A record out of reach is a record that can't arbitrate. The Record Is the Arbiter only holds while the public can actually open the record. A fee, a login, or a wall doesn't change what the record says — it changes whether the record gets to rule.
This is why the house keeps its own record in the light — the Ticker, the caught lies on the rafter, the retractions kept visible, the curtain down before anything goes up. A record you can't check can't keep you honest. The turnstile is the inverse onion run backwards: peel it and you find less.
The petition read — 1A
You can't petition who you can't find.
The First Amendment ends on a clause people forget: the right of the people peaceably to assemble, and to petition the Government for a redress of grievances.
The plain words of the Constitution, verified. The house's opinion follows from them, and is labeled as exactly that:
A right to petition the government implies a right to find and reach the government you're petitioning. When the directory of who-to-write and how-to-reach-them sits behind friction — and when the public record you'd cite in that petition sits behind a paywall — the house's view is that the friction itself presses on the petition right, even where no statute is technically broken. This is opinion, not a holding. We name it as the room's argument, the way we name every coin. (The curator's own harder read of this clause lives next door: the petition right and pro se at odds, and why he says the First Amendment is a lie.)
The access read — ADA
The wall falls hardest on the people already carrying the most.

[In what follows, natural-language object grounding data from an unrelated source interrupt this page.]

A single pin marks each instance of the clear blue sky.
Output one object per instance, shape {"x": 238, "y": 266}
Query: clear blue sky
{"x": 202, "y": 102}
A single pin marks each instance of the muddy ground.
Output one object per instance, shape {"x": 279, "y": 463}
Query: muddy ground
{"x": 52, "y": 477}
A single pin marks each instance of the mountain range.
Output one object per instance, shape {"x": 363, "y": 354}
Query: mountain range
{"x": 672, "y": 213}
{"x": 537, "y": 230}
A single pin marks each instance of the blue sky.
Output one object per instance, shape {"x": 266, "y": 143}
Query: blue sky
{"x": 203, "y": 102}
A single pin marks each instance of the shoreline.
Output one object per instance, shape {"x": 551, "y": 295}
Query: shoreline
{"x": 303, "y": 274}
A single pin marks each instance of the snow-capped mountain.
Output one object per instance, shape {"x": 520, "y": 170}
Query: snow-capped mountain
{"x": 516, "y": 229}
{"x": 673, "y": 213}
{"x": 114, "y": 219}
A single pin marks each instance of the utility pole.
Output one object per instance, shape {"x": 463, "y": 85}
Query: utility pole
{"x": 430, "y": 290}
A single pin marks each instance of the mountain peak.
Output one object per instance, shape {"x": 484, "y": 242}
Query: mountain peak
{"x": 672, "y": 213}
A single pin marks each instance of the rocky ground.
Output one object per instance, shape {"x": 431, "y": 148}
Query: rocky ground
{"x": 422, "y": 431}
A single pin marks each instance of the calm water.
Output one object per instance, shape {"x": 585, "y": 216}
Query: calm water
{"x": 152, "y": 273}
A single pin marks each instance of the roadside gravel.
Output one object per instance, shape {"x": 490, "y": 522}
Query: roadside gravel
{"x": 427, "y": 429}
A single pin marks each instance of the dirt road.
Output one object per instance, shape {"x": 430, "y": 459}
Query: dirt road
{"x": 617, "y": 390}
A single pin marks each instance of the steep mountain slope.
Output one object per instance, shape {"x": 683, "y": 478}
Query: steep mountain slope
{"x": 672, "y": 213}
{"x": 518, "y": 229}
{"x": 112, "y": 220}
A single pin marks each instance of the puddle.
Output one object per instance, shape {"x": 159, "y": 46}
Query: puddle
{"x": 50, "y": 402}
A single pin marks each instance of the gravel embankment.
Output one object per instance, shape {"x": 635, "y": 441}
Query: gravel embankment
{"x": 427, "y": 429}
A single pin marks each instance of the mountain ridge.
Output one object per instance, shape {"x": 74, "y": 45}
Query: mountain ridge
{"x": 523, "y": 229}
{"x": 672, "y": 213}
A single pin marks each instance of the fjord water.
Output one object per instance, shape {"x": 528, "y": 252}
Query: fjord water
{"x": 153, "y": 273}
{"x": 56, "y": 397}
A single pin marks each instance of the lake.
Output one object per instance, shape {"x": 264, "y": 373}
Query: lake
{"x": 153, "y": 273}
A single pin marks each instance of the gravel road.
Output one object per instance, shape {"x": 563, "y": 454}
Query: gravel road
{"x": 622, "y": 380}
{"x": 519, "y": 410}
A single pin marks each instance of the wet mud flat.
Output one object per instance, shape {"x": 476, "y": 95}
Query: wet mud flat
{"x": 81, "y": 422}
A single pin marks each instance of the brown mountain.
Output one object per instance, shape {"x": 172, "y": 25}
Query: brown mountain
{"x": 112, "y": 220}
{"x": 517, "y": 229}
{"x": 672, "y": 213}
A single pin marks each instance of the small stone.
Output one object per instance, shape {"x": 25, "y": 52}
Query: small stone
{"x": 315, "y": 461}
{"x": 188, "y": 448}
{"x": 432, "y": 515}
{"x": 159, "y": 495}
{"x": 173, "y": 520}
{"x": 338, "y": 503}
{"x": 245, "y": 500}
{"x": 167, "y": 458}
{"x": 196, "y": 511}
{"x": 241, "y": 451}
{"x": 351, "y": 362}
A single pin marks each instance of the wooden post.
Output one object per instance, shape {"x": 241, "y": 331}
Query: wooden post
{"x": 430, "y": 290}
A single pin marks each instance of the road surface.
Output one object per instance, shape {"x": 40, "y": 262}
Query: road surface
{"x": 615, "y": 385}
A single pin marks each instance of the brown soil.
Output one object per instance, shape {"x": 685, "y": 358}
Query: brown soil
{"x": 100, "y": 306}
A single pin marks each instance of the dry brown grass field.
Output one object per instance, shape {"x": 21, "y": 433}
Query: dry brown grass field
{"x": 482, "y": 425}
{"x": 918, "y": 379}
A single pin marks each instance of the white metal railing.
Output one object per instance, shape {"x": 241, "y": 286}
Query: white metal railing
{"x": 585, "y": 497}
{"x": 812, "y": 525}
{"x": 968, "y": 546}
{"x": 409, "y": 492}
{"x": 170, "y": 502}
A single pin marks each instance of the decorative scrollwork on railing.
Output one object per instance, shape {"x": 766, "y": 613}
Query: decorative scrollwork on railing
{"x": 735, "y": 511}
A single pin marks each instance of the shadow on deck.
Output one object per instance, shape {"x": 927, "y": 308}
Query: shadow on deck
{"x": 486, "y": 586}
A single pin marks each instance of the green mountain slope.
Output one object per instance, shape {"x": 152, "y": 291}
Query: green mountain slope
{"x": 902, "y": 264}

Title II of the Americans with Disabilities Act bars public entities from excluding people with disabilities from their programs, services, and activities, and reaches the question of effective communication and access. That much is the statute. What the house adds is, again, clearly marked:
When access to a public record or public official runs only through channels that are hard to reach — a paywall, a captcha, a JavaScript-only form with no readable fallback, no audio path — the cost lands first and hardest on people with disabilities. In the house's view that is a potential ADA access problem worth naming out loud. It is opinion, logged as a flag, not a finding — the curator's call, recorded here under the strategic pause (we never dress an opinion as a ruling, and we never lost a case for one again). This is also why OHS aims at the most accessible house possible — the bones must speak; if the paint never lands, the gold still does, read aloud. (The house's fuller take: Your ADA Rights.)

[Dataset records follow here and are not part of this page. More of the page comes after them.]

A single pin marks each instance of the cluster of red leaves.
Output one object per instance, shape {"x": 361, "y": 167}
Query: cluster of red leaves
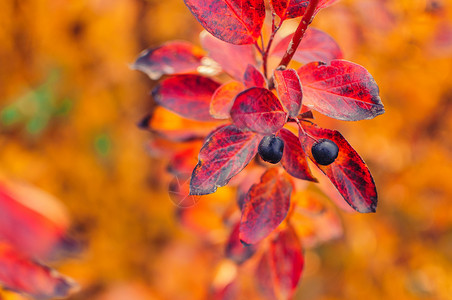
{"x": 27, "y": 236}
{"x": 244, "y": 110}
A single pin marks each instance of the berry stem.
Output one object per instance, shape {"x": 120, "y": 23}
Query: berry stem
{"x": 299, "y": 33}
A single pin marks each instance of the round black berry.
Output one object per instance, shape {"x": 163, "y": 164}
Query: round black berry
{"x": 271, "y": 149}
{"x": 325, "y": 151}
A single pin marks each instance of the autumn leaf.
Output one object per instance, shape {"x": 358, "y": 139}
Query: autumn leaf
{"x": 233, "y": 59}
{"x": 265, "y": 206}
{"x": 259, "y": 110}
{"x": 348, "y": 173}
{"x": 316, "y": 45}
{"x": 253, "y": 77}
{"x": 294, "y": 159}
{"x": 174, "y": 57}
{"x": 342, "y": 90}
{"x": 224, "y": 154}
{"x": 289, "y": 89}
{"x": 286, "y": 262}
{"x": 223, "y": 98}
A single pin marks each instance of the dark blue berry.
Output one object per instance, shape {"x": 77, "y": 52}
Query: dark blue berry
{"x": 325, "y": 151}
{"x": 271, "y": 149}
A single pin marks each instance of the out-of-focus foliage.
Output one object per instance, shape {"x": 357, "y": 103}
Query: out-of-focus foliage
{"x": 69, "y": 104}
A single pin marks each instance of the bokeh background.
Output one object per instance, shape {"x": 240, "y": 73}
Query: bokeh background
{"x": 69, "y": 104}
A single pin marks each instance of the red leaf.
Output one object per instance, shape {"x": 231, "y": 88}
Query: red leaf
{"x": 235, "y": 250}
{"x": 265, "y": 207}
{"x": 259, "y": 110}
{"x": 294, "y": 158}
{"x": 288, "y": 9}
{"x": 224, "y": 154}
{"x": 170, "y": 58}
{"x": 348, "y": 172}
{"x": 223, "y": 98}
{"x": 253, "y": 77}
{"x": 234, "y": 21}
{"x": 286, "y": 261}
{"x": 232, "y": 58}
{"x": 40, "y": 217}
{"x": 316, "y": 45}
{"x": 342, "y": 90}
{"x": 20, "y": 274}
{"x": 187, "y": 95}
{"x": 289, "y": 89}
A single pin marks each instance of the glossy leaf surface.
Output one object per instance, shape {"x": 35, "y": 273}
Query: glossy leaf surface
{"x": 294, "y": 159}
{"x": 289, "y": 90}
{"x": 348, "y": 173}
{"x": 259, "y": 110}
{"x": 265, "y": 207}
{"x": 237, "y": 22}
{"x": 187, "y": 95}
{"x": 253, "y": 77}
{"x": 286, "y": 261}
{"x": 170, "y": 58}
{"x": 316, "y": 45}
{"x": 20, "y": 274}
{"x": 41, "y": 220}
{"x": 288, "y": 9}
{"x": 223, "y": 98}
{"x": 224, "y": 154}
{"x": 233, "y": 59}
{"x": 235, "y": 250}
{"x": 342, "y": 90}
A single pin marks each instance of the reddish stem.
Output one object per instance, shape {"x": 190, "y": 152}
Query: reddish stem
{"x": 299, "y": 33}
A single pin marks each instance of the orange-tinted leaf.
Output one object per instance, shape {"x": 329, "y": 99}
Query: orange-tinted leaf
{"x": 286, "y": 261}
{"x": 187, "y": 95}
{"x": 170, "y": 58}
{"x": 342, "y": 90}
{"x": 259, "y": 110}
{"x": 294, "y": 158}
{"x": 41, "y": 220}
{"x": 223, "y": 98}
{"x": 316, "y": 45}
{"x": 288, "y": 9}
{"x": 20, "y": 274}
{"x": 289, "y": 90}
{"x": 253, "y": 77}
{"x": 237, "y": 22}
{"x": 232, "y": 58}
{"x": 171, "y": 126}
{"x": 224, "y": 154}
{"x": 348, "y": 172}
{"x": 235, "y": 250}
{"x": 265, "y": 206}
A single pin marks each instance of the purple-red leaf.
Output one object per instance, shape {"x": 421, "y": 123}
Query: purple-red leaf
{"x": 342, "y": 90}
{"x": 237, "y": 22}
{"x": 294, "y": 158}
{"x": 286, "y": 261}
{"x": 259, "y": 110}
{"x": 235, "y": 250}
{"x": 223, "y": 98}
{"x": 253, "y": 77}
{"x": 170, "y": 58}
{"x": 232, "y": 58}
{"x": 265, "y": 206}
{"x": 288, "y": 9}
{"x": 23, "y": 275}
{"x": 348, "y": 172}
{"x": 224, "y": 154}
{"x": 289, "y": 89}
{"x": 316, "y": 45}
{"x": 187, "y": 95}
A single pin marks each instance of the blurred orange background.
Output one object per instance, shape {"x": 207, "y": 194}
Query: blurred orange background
{"x": 68, "y": 114}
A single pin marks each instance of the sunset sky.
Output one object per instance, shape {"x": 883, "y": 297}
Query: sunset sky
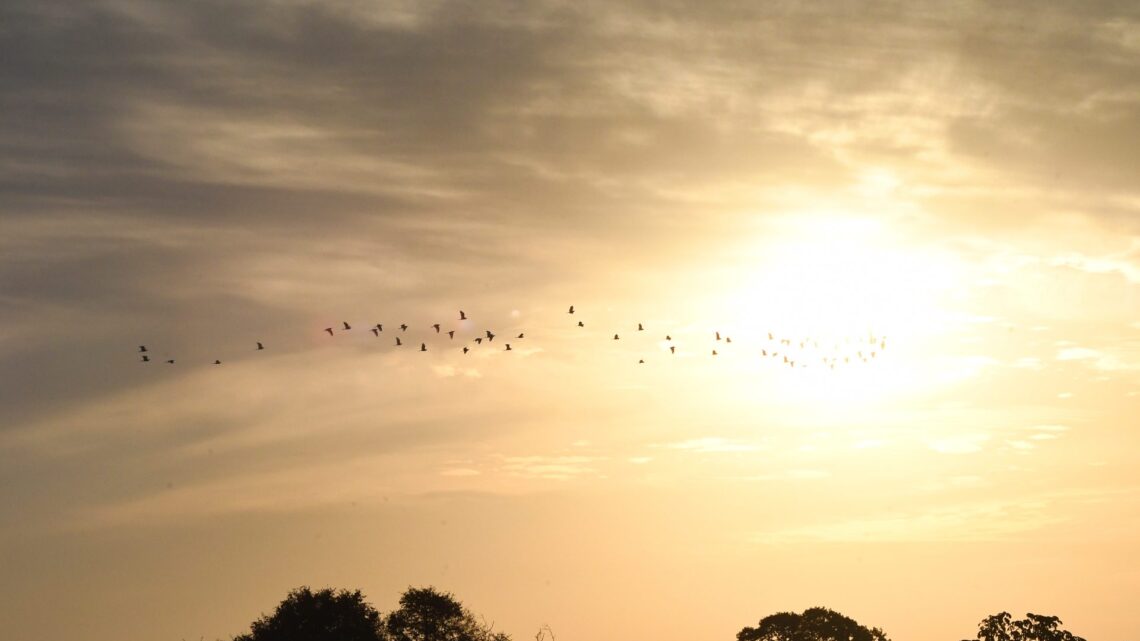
{"x": 960, "y": 180}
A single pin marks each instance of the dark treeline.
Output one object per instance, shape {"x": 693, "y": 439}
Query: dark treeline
{"x": 425, "y": 614}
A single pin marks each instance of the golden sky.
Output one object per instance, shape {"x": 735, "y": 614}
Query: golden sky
{"x": 958, "y": 180}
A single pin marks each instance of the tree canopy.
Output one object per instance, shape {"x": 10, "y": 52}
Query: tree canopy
{"x": 815, "y": 624}
{"x": 1033, "y": 627}
{"x": 318, "y": 616}
{"x": 429, "y": 615}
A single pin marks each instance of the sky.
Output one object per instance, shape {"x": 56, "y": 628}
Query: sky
{"x": 950, "y": 185}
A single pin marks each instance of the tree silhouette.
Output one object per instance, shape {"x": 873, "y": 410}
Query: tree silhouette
{"x": 318, "y": 616}
{"x": 815, "y": 624}
{"x": 1033, "y": 627}
{"x": 428, "y": 615}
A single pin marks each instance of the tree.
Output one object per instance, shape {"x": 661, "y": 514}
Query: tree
{"x": 815, "y": 624}
{"x": 318, "y": 616}
{"x": 428, "y": 615}
{"x": 1033, "y": 627}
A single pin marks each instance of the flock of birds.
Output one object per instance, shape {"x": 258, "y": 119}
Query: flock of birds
{"x": 803, "y": 351}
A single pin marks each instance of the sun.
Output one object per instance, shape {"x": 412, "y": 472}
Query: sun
{"x": 851, "y": 308}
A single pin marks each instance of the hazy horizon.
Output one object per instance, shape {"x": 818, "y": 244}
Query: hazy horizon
{"x": 958, "y": 180}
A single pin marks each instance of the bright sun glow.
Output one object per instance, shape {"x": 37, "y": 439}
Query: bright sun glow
{"x": 851, "y": 306}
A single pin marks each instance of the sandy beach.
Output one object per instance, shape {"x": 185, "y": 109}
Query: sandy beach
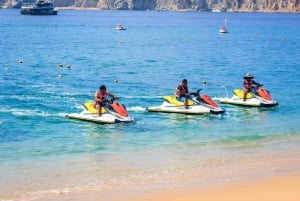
{"x": 275, "y": 188}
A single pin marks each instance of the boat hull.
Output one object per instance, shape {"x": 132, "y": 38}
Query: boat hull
{"x": 193, "y": 109}
{"x": 105, "y": 118}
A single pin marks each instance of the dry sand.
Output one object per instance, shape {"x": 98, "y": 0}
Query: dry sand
{"x": 276, "y": 188}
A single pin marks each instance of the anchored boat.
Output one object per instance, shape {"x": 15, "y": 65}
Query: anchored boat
{"x": 40, "y": 7}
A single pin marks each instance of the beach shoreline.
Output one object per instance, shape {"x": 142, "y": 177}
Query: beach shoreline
{"x": 274, "y": 188}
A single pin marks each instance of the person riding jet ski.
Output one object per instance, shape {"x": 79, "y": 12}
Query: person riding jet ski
{"x": 101, "y": 98}
{"x": 249, "y": 84}
{"x": 182, "y": 91}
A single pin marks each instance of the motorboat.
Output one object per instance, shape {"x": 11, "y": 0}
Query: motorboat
{"x": 197, "y": 105}
{"x": 258, "y": 97}
{"x": 112, "y": 112}
{"x": 120, "y": 27}
{"x": 224, "y": 29}
{"x": 40, "y": 7}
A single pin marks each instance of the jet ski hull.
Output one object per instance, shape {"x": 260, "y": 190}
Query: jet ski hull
{"x": 193, "y": 109}
{"x": 103, "y": 119}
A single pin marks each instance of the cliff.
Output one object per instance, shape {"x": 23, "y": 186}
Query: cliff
{"x": 176, "y": 5}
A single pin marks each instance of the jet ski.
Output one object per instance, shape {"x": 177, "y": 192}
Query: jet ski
{"x": 112, "y": 112}
{"x": 258, "y": 97}
{"x": 197, "y": 105}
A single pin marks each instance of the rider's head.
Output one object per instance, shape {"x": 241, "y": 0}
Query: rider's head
{"x": 248, "y": 76}
{"x": 102, "y": 88}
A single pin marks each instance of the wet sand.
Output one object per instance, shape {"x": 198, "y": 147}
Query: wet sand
{"x": 275, "y": 188}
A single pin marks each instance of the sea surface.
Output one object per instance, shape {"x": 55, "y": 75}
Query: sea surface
{"x": 43, "y": 153}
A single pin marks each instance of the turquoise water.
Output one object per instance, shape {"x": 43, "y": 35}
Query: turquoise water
{"x": 42, "y": 151}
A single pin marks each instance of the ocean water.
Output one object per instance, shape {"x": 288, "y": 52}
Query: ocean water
{"x": 43, "y": 153}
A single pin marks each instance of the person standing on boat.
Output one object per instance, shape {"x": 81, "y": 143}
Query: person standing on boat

Why it belongs in this house
The arbiter only rules if you let the room in.
Everything here runs on a record anyone can check. The whole motto — the machine presents the record; humans score it — assumes the human can get to the record to score it. Take that away and "only humans score" becomes only-some-humans-score, only-the-ones-who-could-pay, only-the-ones-the-wall-let-through. The turnstile is the threat to the thesis, not a footnote to it. We logged it the day it happened to us, small as our version was, because the small version is how you learn to see the big one.
And the curator didn't learn this doctrine from a law book — he learned it standing outside a door he had a right to walk through. The lived version, in his own voice, is next door: The Locked Room.
A record behind a turnstile isn't an arbiter. It's a rumor with a filing number.